Question

A 56-kg person on skis is going down a hill sloped at 30° from the horizontal. The coefficient of friction between the skis and the snow is 0.16. What would be the magnitude of the acceleration?

Answer 1

3.54 m/s²

Step-by-step explanation:

mass, m = 56 kg

inclination, θ = 30°

coefficient of friction, μ = 0.16

As the person moves down

So, the acceleration is

a = g Sinθ - μ g Cos θ

a = 9.8 ( Sin 30 - 0.16 Cos 30)

a = 9.8 (0.5 - 0.139)

a = 3.54 m/s²

Thus, the acceleration is 3.54 m/s².

Answer 2

Net acceleration,
`a=3.55\ m/s^2`

Step-by-step explanation:

It is given that,

mass of the person, m = 56 kg

Inclination with the horizontal,
`\theta=30^(\circ)`

The coefficient of friction between the skis and the snow is 0.16

Let
`a_g` is the acceleration due to gravity on the object,

`a_g=g\ sin\theta`

`a_g=9.8\ sin(30)`

`a_g=4.9\ m/s^2`

Let
`a_f` is the acceleration of the normal reaction.

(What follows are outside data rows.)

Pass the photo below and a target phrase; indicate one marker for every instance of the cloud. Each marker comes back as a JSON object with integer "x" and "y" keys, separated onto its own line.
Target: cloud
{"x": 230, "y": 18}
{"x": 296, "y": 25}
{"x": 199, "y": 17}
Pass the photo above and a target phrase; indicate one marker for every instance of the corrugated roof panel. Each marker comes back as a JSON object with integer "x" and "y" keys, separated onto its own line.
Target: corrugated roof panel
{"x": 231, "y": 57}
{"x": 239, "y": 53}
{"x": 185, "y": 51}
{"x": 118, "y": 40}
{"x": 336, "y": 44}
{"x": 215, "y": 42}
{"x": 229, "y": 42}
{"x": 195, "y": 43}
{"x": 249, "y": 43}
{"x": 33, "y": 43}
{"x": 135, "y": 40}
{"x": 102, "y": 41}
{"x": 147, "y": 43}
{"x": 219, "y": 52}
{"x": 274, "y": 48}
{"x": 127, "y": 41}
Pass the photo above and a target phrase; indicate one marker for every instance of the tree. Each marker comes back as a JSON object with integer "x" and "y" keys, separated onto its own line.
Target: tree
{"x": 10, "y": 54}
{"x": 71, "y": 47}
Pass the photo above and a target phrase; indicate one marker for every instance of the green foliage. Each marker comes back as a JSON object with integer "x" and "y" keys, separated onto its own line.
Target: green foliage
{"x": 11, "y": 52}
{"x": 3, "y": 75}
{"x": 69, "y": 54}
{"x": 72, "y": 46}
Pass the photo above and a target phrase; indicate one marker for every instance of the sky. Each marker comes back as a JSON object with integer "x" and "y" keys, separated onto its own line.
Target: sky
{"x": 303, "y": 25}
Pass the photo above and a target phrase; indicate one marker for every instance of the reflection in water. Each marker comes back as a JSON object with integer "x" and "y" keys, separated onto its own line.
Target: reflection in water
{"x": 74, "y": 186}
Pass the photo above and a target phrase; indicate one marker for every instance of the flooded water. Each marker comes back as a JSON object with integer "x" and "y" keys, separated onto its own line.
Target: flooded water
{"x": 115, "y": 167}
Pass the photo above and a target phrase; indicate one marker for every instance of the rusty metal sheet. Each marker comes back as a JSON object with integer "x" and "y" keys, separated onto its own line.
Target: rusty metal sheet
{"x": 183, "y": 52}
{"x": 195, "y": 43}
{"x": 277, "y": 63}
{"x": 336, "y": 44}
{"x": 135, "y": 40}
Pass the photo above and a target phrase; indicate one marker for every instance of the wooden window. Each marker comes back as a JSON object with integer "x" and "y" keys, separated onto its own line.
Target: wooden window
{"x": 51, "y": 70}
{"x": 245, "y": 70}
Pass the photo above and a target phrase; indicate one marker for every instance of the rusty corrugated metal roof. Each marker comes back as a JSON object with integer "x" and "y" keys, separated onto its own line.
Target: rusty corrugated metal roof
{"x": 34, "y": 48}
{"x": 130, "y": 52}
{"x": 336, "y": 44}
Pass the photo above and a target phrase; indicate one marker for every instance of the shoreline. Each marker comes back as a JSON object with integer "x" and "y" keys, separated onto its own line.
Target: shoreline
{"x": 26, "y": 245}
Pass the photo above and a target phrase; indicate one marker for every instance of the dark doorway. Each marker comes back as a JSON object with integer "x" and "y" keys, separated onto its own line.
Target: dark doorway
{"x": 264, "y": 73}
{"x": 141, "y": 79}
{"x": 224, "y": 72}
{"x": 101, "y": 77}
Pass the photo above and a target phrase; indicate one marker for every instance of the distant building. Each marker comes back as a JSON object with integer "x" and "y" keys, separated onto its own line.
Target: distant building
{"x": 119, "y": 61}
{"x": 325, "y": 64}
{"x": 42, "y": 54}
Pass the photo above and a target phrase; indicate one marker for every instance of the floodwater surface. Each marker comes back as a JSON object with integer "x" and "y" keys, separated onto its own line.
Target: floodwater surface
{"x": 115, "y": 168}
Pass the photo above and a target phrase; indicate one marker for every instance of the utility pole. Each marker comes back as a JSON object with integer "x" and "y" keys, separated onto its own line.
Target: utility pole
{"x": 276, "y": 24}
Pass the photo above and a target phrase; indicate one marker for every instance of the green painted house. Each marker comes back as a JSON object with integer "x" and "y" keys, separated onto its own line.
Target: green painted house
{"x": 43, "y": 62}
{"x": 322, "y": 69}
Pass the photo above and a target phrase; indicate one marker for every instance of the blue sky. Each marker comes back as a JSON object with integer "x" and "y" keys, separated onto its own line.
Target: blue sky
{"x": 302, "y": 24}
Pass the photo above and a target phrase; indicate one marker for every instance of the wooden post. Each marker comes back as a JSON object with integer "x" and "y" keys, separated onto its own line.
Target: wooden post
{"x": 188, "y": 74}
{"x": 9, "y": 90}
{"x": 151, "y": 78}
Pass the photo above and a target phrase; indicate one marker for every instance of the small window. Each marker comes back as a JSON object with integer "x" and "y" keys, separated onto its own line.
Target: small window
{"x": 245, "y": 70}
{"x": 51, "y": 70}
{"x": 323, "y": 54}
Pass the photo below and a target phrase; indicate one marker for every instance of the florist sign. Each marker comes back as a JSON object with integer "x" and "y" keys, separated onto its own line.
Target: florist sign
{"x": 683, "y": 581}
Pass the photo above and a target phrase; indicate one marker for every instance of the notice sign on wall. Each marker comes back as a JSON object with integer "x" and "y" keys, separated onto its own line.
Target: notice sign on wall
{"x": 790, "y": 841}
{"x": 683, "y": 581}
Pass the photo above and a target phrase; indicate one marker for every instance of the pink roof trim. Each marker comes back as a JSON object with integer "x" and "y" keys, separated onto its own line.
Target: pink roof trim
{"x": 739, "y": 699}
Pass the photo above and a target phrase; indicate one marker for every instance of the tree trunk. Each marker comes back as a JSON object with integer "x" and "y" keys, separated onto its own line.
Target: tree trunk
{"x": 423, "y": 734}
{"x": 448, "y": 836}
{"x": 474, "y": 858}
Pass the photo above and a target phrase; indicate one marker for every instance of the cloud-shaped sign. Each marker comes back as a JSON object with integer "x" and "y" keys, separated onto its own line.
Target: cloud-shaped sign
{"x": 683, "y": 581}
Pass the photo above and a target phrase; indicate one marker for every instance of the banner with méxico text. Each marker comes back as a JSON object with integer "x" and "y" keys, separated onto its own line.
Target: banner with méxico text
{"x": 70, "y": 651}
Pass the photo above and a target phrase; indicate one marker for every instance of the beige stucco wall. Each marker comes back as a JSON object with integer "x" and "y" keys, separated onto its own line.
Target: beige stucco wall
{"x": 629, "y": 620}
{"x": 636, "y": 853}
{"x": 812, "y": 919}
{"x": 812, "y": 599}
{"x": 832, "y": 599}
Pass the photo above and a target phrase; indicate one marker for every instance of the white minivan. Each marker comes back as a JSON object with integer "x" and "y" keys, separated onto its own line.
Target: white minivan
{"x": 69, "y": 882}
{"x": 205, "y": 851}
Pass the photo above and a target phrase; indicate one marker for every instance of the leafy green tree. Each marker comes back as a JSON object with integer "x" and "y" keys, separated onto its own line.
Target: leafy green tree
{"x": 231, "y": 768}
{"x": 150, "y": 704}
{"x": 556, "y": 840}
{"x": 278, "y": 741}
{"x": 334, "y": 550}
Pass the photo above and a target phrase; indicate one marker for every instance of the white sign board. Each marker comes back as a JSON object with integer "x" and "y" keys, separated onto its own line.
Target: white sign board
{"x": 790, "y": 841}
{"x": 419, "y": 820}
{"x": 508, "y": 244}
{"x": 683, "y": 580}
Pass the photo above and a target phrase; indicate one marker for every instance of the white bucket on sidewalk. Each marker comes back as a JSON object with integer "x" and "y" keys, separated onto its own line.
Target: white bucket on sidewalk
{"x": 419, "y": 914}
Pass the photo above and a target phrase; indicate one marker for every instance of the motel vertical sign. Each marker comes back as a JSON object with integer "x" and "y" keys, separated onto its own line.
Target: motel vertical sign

It is given by:

`a_f=\mu g\ cos\theta`

`a_f=0.16* 9.8* cos(30)`

`a_f=1.35\ m/s^2`

Let a is the net acceleration of the person. It is equal to,

`a=a_g-a_f`

`a=4.9-1.35`

`a=3.55\ m/s^2`

So, the magnitude of net acceleration is
`3.55\ m/s^2`. Hence, this is the required solution.